Дорогая Вера Федоровна, меня только что перевезли после инфаркта из больницы в санаторий, и первое письмо — к Вам. Извините, что пишу на машинке, я сам разбираю свой почерк с трудом. Спасибо Вам большое и искреннее за Вашу тонкую и подлинно товарищескую статью обо мне. Не огорчайтесь. Читатели вряд ли заметят чистоплюйскую правку «Известий». Я получаю много писем от читателей. Они с большим признанием отзываются о Вашей статье, и многие благодарят Вас за нее. А что касается бесцеремонности газетных редакций, то сколько раз мне тоже приходилось возмущаться до ярости и краснеть перед друзьями за газетную отсебятину. Да что газеты! В «Октябре» (еще при Панферове) Шейнин вставил от себя в мой очерк «Мимолетный Париж» целый абзац совершенно крикливый по содержанию и безобразный по стилю. Все это он сделал, конечно, без моего ведома (я был тогда в Ялте). Почему тогда меня не хватил инфаркт — не понимаю!

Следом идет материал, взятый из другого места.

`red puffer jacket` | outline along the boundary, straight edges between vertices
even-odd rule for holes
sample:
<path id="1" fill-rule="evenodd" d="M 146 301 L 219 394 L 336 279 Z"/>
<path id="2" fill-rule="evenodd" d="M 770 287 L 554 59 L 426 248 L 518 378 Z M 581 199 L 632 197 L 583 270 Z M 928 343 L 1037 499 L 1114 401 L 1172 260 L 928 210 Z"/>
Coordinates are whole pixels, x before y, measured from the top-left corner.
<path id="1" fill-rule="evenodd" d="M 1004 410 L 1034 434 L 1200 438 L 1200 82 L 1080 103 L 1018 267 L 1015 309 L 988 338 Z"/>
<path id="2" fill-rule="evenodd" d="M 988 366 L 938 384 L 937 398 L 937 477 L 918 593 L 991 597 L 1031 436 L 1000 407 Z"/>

Почему Вы не приехали в Ялту? Там было очень хорошо… Я человек дико застенчивый, и если бы не это мое несоответствующее возрасту свойство, то я давно бы написал Вам, как я люблю Вас как писательницу. Я считаю «Сережу» лучшим рассказом нашей литературы.
Когда окончательно поправлюсь, то надеюсь встретиться в Москве или Ленинграде с Вами, с Борисом и со всем Вашим молодым и чудесным семейством…
«Интересного в жизни ничего, слава богу, нет», — как говорил один бунинский персонаж. Во всяком случае, хорошего. Очень болен Казакевич (рак). Врачи от него отступились. Но невозможно поверить в плохой исход, примириться с нашей беспомощностью.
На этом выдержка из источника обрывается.